Two type-declaration shapes:

- **Records** (struct-like):
  ```mochi
  type Book { title: string, author: Person, pages: int }
  ```
  Construction `Book { title: ..., author: ..., pages: ... }`. Field
  access `b.title`. Equality is structural.
- **Sum types** with payload-carrying variants:
  ```mochi
  type Tree = Leaf | Node(left: Tree, value: int, right: Tree)
  ```
  Lowering: a tagged union. Nullary variants like `Leaf` can be folded
  into the tag word; positional variants get a payload struct.

Pattern matching deconstructs both:

```mochi
return match t {
  Leaf => 0
  Node(l, v, r) => sum(l) + v + sum(r)
}
```

The C lowering must implement an **exhaustive** decision-tree compilation
(Maranget's algorithm) and reject non-exhaustive matches at compile time;
the wildcard `_` arm makes exhaustiveness explicit. Variable bindings
inside a pattern (`Node(l, v, r)`) are immutable in the arm body.

Type declarations may carry methods (§2.3) inside the block. Methods are
indexed by the principal type, so `Tree` cannot carry methods that depend on
which variant `self` is; methods that need that dispatch internally via
`match self`.

## 5. Query DSL

A complete in-language LINQ. The grammar of a single query is:

```
query := 'from' x 'in' src
         ( 'from' y 'in' src2
         | 'join' alias 'in' src 'on' expr
         | 'left' 'join' alias 'in' src 'on' expr
         | 'right' 'join' alias 'in' src 'on' expr
         | 'outer' 'join' alias 'in' src 'on' expr
         )*
         ( 'where' expr )?
         ( 'group' 'by' expr 'into' g )?
         ( 'sort' 'by' expr (',' expr)* )?
         ( 'skip' expr )?
         ( 'take' expr )?
         'select' expr
```

Set operations operate on whole queries:

```mochi
(from x in a select x) union (from y in b select y)
(from x in a select x) union all ...
(from x in a select x) intersect ...
(from x in a select x) except ...
```

Sort direction is encoded by leading `-`: `sort by -p.age`.

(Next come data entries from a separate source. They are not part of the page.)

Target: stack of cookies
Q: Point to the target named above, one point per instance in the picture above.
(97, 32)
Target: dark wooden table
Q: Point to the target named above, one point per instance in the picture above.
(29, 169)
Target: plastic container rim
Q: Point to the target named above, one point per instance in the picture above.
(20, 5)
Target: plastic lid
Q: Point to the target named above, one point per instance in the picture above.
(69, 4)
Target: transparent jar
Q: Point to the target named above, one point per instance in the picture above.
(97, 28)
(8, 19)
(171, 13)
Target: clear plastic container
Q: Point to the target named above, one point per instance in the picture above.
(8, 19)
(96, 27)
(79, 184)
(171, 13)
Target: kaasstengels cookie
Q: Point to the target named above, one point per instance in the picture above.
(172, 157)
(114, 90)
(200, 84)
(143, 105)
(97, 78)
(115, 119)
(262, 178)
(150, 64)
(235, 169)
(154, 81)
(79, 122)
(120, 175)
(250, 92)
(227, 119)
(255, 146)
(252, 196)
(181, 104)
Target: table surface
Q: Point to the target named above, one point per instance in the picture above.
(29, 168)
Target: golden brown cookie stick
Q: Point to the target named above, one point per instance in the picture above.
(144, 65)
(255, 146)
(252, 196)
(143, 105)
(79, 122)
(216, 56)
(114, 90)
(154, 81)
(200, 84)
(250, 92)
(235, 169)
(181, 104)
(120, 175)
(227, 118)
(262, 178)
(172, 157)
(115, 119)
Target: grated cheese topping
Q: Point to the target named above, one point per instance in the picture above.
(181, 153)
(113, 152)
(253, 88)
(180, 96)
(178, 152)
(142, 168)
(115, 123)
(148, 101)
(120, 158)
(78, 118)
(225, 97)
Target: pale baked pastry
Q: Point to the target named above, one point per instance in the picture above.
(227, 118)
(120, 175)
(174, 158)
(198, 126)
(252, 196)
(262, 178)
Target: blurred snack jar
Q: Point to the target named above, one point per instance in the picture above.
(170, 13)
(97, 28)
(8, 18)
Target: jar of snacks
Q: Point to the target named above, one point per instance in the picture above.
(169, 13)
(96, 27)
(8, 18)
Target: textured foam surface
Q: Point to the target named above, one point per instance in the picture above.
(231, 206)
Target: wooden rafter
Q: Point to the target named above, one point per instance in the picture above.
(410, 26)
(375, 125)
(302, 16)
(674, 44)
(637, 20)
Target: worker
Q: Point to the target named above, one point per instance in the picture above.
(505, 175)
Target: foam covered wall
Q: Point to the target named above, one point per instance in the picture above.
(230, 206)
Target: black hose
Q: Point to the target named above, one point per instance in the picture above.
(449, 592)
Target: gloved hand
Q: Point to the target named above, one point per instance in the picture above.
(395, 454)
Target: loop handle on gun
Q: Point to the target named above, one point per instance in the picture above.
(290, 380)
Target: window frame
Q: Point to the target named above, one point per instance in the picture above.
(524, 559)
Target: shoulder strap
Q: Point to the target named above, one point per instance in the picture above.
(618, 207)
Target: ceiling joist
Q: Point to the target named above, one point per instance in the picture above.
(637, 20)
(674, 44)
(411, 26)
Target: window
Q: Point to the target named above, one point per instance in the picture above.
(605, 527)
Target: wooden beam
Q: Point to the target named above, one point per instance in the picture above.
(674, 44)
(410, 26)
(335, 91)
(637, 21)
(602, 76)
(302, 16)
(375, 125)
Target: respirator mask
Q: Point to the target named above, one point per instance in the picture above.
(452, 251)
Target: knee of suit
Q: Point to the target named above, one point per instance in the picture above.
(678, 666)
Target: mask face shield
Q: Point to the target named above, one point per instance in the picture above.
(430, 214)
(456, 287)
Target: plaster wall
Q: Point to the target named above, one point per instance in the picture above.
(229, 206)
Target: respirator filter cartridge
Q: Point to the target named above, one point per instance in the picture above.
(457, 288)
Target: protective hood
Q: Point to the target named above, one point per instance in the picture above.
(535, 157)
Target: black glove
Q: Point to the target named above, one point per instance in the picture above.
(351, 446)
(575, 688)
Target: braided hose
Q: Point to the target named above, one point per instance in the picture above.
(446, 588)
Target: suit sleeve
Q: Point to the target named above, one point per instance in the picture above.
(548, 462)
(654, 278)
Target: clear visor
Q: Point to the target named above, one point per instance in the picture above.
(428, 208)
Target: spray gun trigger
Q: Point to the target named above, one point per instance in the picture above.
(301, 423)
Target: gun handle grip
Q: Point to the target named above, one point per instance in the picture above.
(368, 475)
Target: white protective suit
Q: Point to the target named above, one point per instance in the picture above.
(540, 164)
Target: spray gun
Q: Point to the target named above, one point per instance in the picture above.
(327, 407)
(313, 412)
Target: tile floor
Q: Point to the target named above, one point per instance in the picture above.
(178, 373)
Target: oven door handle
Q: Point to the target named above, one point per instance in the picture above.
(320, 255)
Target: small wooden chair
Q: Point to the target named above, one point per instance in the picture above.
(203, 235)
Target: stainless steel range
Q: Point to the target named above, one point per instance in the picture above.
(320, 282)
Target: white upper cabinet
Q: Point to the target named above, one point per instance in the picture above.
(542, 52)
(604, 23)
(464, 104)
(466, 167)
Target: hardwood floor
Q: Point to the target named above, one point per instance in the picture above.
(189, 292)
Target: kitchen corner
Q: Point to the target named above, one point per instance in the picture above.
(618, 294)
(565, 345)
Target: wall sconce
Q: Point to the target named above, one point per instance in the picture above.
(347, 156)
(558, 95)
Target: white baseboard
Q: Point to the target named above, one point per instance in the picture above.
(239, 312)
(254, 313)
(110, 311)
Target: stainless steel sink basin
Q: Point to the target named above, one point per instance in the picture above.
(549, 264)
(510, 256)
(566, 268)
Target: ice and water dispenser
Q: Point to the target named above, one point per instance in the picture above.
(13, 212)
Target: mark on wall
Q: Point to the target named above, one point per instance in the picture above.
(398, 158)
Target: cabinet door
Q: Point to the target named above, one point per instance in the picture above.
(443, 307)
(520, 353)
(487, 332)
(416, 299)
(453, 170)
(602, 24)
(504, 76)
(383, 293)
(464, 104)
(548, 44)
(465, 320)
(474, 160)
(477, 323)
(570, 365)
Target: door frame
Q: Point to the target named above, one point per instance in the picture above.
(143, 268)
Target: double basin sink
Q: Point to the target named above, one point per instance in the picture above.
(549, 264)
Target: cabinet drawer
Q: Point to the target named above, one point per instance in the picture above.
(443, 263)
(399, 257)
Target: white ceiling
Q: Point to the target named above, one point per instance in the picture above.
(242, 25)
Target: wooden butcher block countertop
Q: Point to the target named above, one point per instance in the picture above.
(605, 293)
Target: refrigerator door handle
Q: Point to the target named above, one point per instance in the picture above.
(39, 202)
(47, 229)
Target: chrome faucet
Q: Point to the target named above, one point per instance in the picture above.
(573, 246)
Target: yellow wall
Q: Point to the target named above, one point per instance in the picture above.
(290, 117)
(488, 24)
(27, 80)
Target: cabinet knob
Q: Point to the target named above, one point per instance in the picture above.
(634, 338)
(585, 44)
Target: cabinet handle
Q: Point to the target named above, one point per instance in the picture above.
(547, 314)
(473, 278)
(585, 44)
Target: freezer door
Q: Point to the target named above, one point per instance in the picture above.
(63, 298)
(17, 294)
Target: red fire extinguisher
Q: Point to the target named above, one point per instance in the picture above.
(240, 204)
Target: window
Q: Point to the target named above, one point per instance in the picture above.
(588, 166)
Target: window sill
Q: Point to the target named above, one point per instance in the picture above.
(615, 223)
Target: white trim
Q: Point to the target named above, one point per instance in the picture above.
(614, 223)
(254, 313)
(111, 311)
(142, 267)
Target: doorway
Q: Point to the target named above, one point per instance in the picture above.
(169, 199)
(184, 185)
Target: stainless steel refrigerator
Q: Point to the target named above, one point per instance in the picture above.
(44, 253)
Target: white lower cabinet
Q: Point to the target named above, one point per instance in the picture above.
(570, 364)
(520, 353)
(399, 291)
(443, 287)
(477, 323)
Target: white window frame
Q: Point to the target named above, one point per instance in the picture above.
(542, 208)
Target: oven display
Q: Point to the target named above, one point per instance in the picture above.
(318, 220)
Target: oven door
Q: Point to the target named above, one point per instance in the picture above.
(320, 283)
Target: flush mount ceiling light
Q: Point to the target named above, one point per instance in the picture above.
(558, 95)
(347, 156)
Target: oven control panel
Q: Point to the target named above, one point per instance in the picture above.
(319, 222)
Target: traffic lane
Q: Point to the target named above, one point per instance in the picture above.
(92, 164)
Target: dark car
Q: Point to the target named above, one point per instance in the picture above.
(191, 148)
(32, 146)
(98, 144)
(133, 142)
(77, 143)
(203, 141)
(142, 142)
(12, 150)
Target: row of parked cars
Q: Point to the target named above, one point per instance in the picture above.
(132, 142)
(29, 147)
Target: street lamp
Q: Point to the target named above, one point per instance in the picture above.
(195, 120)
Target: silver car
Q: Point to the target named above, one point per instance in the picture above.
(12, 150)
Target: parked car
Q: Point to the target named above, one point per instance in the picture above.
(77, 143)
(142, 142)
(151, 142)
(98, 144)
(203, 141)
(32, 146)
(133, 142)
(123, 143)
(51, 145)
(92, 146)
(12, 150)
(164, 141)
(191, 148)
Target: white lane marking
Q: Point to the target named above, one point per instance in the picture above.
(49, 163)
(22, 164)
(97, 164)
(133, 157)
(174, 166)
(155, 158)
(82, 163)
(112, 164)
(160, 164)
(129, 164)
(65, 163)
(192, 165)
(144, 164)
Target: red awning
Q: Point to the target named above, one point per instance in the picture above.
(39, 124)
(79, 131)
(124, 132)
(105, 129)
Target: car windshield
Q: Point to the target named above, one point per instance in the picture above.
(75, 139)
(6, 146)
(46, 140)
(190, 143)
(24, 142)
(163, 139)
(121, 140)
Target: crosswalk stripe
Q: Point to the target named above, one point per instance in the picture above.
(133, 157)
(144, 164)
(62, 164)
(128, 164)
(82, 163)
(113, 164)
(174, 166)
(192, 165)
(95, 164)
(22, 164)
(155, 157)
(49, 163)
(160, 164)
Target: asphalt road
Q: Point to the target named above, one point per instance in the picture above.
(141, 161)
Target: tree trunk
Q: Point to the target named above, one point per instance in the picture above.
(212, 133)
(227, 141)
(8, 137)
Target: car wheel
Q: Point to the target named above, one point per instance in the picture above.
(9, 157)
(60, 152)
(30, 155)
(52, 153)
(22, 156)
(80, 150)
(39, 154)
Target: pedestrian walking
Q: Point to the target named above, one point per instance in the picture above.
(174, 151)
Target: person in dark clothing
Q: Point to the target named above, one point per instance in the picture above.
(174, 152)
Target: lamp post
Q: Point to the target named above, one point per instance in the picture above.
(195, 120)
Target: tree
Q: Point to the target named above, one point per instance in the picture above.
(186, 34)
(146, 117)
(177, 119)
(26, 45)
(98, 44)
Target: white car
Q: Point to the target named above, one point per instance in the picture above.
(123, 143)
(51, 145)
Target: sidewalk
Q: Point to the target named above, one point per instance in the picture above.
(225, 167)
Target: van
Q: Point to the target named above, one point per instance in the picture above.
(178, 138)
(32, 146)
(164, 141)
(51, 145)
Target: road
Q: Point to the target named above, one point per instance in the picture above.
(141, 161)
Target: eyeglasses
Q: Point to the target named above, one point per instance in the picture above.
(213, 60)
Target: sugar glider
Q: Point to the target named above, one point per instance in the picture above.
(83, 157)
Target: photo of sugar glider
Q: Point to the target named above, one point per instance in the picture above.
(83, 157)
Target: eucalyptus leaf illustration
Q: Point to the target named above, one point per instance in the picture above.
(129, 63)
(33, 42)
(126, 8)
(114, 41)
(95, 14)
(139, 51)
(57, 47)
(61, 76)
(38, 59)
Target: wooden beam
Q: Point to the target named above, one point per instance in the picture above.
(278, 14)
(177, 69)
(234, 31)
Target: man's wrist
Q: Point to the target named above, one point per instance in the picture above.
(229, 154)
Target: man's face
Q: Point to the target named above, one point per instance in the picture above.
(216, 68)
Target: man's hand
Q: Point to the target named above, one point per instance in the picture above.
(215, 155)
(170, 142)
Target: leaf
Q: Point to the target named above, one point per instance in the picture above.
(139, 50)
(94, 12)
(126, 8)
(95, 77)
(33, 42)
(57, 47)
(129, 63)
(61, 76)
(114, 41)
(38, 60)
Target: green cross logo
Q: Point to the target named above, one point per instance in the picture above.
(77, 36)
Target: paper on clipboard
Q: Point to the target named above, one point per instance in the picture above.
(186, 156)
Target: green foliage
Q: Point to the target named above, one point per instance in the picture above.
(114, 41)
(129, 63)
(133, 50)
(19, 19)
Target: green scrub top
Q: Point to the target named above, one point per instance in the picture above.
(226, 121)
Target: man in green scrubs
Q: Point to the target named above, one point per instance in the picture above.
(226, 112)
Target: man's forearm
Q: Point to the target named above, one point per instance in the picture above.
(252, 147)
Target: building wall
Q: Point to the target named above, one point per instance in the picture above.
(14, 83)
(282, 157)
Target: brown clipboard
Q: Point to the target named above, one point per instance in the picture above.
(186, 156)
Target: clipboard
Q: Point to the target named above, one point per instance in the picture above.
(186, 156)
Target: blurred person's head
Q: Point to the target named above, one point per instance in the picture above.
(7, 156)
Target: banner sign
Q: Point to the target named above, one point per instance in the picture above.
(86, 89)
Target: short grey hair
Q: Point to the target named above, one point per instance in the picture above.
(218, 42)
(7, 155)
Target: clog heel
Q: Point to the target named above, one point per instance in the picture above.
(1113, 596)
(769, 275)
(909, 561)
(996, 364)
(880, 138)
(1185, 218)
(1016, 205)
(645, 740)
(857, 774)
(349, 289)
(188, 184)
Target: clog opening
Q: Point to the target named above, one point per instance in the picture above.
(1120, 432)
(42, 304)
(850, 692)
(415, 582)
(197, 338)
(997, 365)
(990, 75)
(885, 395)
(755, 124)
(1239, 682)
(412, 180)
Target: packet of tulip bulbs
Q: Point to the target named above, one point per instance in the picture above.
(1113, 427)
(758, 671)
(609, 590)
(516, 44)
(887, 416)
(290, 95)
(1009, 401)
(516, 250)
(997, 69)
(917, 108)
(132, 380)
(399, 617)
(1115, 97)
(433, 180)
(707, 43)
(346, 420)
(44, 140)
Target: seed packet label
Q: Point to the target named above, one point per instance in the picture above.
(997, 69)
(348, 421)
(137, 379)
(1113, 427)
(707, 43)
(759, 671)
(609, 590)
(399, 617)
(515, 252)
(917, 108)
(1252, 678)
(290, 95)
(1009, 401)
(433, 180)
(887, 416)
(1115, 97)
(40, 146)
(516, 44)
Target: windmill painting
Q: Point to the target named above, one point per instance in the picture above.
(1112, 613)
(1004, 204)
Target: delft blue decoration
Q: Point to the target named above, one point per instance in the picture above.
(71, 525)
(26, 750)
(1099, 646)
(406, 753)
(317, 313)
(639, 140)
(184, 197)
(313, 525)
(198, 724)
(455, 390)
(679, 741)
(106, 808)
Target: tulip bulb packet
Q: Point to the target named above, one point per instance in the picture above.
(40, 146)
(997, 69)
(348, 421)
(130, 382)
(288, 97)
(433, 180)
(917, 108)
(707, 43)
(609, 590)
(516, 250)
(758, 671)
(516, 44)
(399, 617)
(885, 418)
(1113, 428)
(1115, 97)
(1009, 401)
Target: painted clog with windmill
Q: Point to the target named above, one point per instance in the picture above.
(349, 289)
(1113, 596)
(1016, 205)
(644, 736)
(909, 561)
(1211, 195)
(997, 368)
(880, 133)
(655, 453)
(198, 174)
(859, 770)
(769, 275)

`group by` returns a synthetic `g` per group, with `.key` and aggregation
functions `count(g)`, `sum(g, e)`, `avg(g, e)`, `min(g, e)`, `max(g, e)`.

External sources are loaded with `load PATH as T` (CSV / JSON / JSONL /
YAML auto-detected by extension, override with `with { format: "..." }`).
Results are written with `save expr to PATH`. `extern type T { ... }`
declares a record shape that the loader is allowed to populate from an
externally-defined schema (the `load_with.mochi` example).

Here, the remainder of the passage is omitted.